Gold fell in New York on speculation its advance to a two-month high will spur some investors to sell. Platinum declined as South African miners returned to work following a five-month pay strike.
Gold futures’ 14-day relative-strength index since June 19 has been above or near the level of 70 that suggests to some traders who study technical charts that prices may retreat. It was at 66.4 today. The metal rose 3.3 percent last week as the Federal Reserve said it will keep interest rates at almost zero for a considerable time, even as it cut bond purchases.
Bullion is set for the first back-to-back quarterly gain since 2011, partly as violence in Iraq and tension in Ukraine spurred demand for a haven. Insurgents are firming their hold on parts of Iraq, U.S. officials said. A small contingent of U.S. forces has arrived in Iraq to gather intelligence for possible U.S. airstrikes and establish an operations center in Baghdad.

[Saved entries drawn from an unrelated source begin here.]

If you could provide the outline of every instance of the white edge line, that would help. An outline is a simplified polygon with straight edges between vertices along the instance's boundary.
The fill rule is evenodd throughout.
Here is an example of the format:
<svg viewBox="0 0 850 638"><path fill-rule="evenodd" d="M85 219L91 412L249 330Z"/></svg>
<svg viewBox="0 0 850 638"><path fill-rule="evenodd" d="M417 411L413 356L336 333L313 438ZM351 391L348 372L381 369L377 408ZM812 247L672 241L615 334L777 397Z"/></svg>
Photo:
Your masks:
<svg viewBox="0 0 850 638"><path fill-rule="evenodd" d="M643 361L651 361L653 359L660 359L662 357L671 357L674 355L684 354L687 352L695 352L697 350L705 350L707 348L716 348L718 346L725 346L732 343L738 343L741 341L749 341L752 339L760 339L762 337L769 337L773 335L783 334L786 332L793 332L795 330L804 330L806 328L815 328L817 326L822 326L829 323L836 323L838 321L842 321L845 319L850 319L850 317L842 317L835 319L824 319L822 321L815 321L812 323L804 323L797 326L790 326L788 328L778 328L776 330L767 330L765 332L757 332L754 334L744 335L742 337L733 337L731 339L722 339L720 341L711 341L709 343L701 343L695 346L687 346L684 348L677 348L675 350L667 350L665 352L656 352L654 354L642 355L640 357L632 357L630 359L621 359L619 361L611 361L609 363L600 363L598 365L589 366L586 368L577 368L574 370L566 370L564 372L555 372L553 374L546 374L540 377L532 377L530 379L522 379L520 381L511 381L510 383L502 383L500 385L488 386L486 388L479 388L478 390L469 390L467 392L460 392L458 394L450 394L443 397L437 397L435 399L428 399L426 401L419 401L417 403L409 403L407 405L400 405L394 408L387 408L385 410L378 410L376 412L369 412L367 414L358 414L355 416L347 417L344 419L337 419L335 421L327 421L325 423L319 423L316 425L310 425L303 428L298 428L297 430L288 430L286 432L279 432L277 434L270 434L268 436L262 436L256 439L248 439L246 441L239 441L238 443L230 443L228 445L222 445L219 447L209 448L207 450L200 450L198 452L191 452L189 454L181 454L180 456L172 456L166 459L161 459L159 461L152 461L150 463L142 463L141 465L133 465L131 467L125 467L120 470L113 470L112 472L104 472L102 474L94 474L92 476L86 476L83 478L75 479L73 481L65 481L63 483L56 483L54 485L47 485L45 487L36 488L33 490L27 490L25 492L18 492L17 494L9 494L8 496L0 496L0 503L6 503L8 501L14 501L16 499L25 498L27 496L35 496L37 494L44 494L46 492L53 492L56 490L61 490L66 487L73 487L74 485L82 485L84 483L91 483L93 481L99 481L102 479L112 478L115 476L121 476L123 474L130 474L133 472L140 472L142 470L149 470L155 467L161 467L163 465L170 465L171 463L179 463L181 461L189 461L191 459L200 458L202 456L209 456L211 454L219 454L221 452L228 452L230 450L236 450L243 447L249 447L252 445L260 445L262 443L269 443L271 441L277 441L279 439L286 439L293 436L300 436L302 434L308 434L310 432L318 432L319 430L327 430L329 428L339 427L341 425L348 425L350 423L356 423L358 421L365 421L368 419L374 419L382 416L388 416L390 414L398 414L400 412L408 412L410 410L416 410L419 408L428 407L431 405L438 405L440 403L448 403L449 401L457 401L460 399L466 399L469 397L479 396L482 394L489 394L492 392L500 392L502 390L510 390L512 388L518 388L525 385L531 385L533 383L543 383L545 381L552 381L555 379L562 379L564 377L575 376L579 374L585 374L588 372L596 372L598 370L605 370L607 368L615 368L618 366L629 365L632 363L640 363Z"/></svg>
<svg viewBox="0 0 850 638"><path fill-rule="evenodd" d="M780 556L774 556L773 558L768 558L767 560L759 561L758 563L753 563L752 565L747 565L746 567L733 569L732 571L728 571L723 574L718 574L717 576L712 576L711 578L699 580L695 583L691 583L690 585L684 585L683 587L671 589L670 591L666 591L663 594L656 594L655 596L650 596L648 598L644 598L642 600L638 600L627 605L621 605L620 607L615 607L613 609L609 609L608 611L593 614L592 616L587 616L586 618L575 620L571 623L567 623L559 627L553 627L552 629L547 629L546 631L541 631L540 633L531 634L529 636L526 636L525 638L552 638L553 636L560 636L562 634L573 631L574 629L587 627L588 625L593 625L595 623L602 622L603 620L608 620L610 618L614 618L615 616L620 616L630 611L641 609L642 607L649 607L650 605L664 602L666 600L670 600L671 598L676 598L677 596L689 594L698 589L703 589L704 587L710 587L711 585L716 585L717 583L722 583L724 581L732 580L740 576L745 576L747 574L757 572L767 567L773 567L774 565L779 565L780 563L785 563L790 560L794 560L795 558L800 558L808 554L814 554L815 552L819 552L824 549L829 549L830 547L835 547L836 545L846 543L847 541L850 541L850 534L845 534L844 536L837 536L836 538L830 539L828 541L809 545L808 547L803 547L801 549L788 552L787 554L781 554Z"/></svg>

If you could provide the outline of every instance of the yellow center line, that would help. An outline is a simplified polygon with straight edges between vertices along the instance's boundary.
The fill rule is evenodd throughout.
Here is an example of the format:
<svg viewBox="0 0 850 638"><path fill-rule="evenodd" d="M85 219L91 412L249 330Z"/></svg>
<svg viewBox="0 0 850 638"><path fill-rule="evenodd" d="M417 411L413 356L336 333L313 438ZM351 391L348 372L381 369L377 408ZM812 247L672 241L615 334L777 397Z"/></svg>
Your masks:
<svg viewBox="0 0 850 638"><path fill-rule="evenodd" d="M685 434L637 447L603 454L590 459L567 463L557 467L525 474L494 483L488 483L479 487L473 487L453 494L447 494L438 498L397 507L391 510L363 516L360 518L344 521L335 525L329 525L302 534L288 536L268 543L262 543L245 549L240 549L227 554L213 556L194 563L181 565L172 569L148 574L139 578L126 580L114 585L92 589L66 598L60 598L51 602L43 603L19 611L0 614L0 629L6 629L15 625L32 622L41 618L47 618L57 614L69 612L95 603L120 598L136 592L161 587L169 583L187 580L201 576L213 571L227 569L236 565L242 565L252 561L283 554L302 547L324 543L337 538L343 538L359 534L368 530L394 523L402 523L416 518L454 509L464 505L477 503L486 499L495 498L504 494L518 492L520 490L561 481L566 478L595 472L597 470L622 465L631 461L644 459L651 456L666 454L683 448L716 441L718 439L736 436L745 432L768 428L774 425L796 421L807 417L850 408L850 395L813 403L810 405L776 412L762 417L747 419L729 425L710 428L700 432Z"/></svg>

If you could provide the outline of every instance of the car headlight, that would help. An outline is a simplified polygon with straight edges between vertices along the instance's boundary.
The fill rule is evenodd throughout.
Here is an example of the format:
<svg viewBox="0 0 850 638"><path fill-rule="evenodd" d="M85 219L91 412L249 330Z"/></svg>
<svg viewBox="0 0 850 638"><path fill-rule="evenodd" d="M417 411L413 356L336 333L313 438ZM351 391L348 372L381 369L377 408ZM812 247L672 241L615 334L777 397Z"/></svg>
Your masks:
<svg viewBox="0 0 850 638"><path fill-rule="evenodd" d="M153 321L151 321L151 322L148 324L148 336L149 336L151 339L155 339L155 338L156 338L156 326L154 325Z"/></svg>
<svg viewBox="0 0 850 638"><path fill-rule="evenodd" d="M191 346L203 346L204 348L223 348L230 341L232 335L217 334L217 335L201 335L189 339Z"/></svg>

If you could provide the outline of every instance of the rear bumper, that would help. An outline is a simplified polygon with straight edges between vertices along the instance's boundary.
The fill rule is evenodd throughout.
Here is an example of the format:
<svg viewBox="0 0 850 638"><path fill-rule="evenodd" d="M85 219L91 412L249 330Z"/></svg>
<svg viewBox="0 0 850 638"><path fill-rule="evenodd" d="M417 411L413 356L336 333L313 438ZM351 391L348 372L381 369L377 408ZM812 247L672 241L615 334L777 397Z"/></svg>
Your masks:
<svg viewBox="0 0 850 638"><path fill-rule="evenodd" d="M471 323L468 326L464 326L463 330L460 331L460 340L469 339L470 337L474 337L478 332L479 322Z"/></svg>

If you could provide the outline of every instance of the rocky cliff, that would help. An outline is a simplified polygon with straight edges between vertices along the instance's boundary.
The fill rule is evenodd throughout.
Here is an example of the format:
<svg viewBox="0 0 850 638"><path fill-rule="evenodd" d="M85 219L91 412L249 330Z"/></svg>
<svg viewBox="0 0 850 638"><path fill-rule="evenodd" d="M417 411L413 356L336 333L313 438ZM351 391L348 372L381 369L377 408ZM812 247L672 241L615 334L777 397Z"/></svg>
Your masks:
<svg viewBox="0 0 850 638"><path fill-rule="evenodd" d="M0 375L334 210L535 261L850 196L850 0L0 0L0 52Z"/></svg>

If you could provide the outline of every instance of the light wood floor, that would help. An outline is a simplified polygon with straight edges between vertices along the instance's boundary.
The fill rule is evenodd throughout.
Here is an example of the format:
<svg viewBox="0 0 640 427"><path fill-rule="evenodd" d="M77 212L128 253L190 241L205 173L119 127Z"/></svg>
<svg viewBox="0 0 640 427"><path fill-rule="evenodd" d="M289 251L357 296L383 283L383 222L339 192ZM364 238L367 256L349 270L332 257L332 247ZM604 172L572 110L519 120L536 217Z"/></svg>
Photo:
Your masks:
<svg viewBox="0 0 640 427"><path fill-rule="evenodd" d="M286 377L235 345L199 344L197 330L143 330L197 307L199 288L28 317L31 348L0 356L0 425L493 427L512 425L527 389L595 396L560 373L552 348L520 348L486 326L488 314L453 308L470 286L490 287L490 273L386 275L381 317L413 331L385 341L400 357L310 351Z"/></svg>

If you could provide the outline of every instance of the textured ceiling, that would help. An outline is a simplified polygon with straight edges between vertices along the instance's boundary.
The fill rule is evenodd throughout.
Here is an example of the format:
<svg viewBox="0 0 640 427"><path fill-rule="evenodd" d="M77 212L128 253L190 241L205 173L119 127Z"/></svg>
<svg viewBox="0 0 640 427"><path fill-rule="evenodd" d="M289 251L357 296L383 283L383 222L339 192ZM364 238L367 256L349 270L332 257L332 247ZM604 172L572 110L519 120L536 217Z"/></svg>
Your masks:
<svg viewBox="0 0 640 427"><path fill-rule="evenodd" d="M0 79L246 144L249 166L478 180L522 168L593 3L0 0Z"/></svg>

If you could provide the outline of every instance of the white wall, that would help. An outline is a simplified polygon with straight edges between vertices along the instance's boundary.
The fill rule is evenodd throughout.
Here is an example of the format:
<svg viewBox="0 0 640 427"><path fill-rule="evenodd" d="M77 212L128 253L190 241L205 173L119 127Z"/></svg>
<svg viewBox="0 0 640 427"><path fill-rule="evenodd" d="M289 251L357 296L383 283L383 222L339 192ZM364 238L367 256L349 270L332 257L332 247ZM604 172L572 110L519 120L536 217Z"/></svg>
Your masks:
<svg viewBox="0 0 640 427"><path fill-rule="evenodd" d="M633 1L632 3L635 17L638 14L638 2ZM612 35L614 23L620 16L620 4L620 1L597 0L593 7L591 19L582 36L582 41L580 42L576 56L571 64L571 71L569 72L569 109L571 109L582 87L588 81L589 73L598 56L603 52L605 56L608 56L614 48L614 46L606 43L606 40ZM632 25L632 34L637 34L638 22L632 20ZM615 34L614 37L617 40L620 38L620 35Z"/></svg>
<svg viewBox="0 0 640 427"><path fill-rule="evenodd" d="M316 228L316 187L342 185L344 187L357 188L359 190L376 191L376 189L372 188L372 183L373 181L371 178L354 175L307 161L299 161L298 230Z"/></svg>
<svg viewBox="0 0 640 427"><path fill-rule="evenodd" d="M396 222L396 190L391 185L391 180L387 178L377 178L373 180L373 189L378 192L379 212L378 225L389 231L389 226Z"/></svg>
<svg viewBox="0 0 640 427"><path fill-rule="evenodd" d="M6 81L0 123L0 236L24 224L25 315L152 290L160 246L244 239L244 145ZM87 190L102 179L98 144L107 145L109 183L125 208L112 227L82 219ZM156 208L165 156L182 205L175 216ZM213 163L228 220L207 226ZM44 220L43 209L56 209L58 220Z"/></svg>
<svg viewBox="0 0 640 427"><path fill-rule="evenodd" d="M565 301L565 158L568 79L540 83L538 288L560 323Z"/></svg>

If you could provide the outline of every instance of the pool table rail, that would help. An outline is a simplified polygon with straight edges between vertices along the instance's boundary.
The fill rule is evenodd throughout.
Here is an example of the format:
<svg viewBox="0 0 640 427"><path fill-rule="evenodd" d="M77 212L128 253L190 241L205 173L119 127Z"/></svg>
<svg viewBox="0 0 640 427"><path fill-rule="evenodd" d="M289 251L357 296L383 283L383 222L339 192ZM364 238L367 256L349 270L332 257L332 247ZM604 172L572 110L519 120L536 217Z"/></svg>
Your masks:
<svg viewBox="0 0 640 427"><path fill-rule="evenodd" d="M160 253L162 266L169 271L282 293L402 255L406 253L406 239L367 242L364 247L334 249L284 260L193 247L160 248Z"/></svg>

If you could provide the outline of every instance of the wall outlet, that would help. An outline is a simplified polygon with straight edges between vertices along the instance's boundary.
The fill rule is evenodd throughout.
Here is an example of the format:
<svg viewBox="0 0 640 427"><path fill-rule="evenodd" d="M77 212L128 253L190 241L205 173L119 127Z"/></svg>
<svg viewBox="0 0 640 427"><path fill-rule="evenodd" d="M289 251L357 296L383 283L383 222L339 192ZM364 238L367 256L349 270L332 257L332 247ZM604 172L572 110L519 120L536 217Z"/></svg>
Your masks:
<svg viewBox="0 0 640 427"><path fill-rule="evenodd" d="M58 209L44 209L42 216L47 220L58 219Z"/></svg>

“The correction from the highs has continued with some good selling seen in Asia,” David Govett, the head of precious metals at Marex Spectron Group in London, wrote today in a report. “We have probably seen the highs for the time being, in the absence of any fresh geopolitical problems.”
Gold for August delivery fell 0.6 percent to $1,313.70 an ounce by 7:26 a.m. on the Comex in New York. It reached $1,326.60 yesterday, the highest since April 15. Bullion for immediate delivery lost 0.4 percent to $1,313.14 in London, according to Bloomberg generic pricing.